After Slide sold for $182M plus earnouts, Rabois took his biggest swing yet as COO of the red-hot payments company Square in 2010. And this time, he reported directly to eccentric leader Jack Dorsey in Square’s early startup phase.

Square was seeking fast growth just as Rabois invested heavily in startups like Eventbrite, Kissmetrics, and Opendoor as a venture partner. But his brand of hard-charging leadership rubbed some subordinates the wrong way according to reports.

Then in early 2013, Rabois resigned from Square after an employee’s boyfriend threatened to sue for sexual harassment related to a prior relationship. Rabois called it extortion, but admitting the relationship with an employee reflected questionable judgement. Ironically Rabois lost his COO role at a company hoping to modernize finance, partly over an old-school scandal.

Keith Rabois's Return Multiple on Early Stage Startup Investments

While Rabois left Square failing to evolve its culture quickly enough to match its lofty mission, he continued investing through Khosla Ventures in future giants like DoorDash, Affirm, Stripe and more. His early bets ultimately created tremendous wealth for his funds and limited partners.

Shopify, Miami Beckon as Rabois Stays Hungry

Never one to slow down or play it safe, Keith Rabois has continued taking risks likefew others in the PayPal mafia orbit. After 6 years and a string of outlier returns at Khosla Ventures, Rabois joined Founders Fund to keep investing alongside Peter Thiel.

In keeping with his knack for identifying platforms before they’re ubiquitous, Rabois recently raised $75 million to acquire small e-commerce merchants operating on Shopify. His new startup OpenStore gives him both pricing power and leverage should Shopify itself go public or get acquired.

Professionally and personally, Rabois also migrated to Miami as more financiers flock to Florida for lower taxes and costs of living. Having just turned 50 years old, he shows little sign of slowing down even as some Silicon Valley peers step back.

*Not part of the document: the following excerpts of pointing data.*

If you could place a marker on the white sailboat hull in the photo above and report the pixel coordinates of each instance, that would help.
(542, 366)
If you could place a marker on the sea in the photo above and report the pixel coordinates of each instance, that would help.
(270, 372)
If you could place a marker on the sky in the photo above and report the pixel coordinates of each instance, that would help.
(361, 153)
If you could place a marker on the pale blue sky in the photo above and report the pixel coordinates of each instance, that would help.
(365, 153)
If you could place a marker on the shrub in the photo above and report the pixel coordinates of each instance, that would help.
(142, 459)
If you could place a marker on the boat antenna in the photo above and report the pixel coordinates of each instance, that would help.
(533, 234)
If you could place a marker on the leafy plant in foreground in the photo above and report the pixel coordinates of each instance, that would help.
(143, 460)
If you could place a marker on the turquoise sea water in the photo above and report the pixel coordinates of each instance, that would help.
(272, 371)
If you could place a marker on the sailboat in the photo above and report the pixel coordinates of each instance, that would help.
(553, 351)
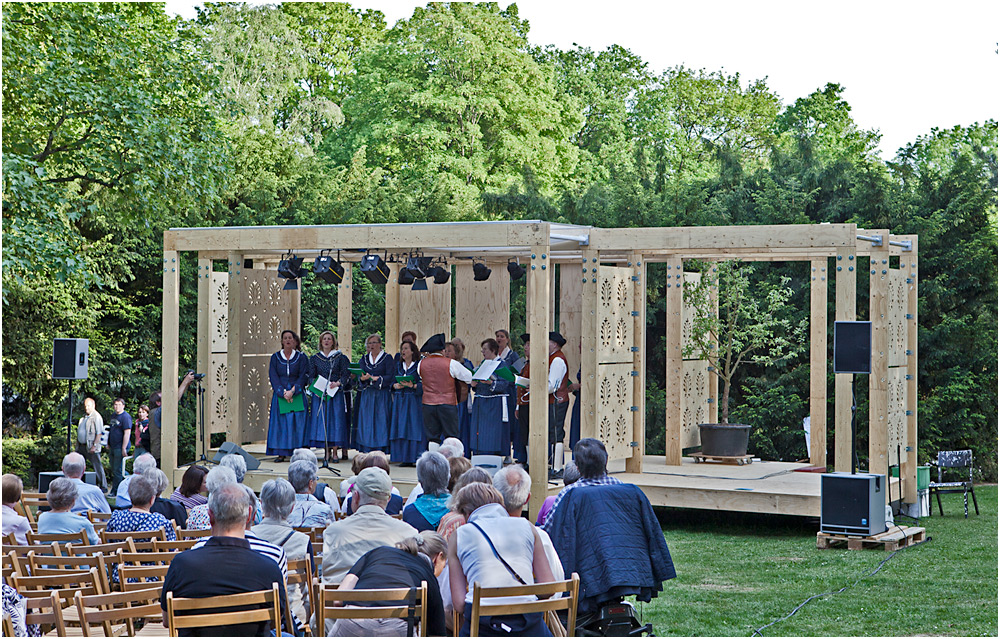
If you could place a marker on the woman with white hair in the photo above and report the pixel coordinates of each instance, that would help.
(215, 479)
(61, 497)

So while perhaps not destined to become a household name on par with Bezos or Musk, Keith Rabois continues surfing between stunning success and self-induced turmoil. His fearless investing and leadership provokes strong reactions as he chases returns for partners, if not public adoration. For a member of the ultra-elite PayPal mafia accustomed to landing on top more often than not, perhaps that’s enough.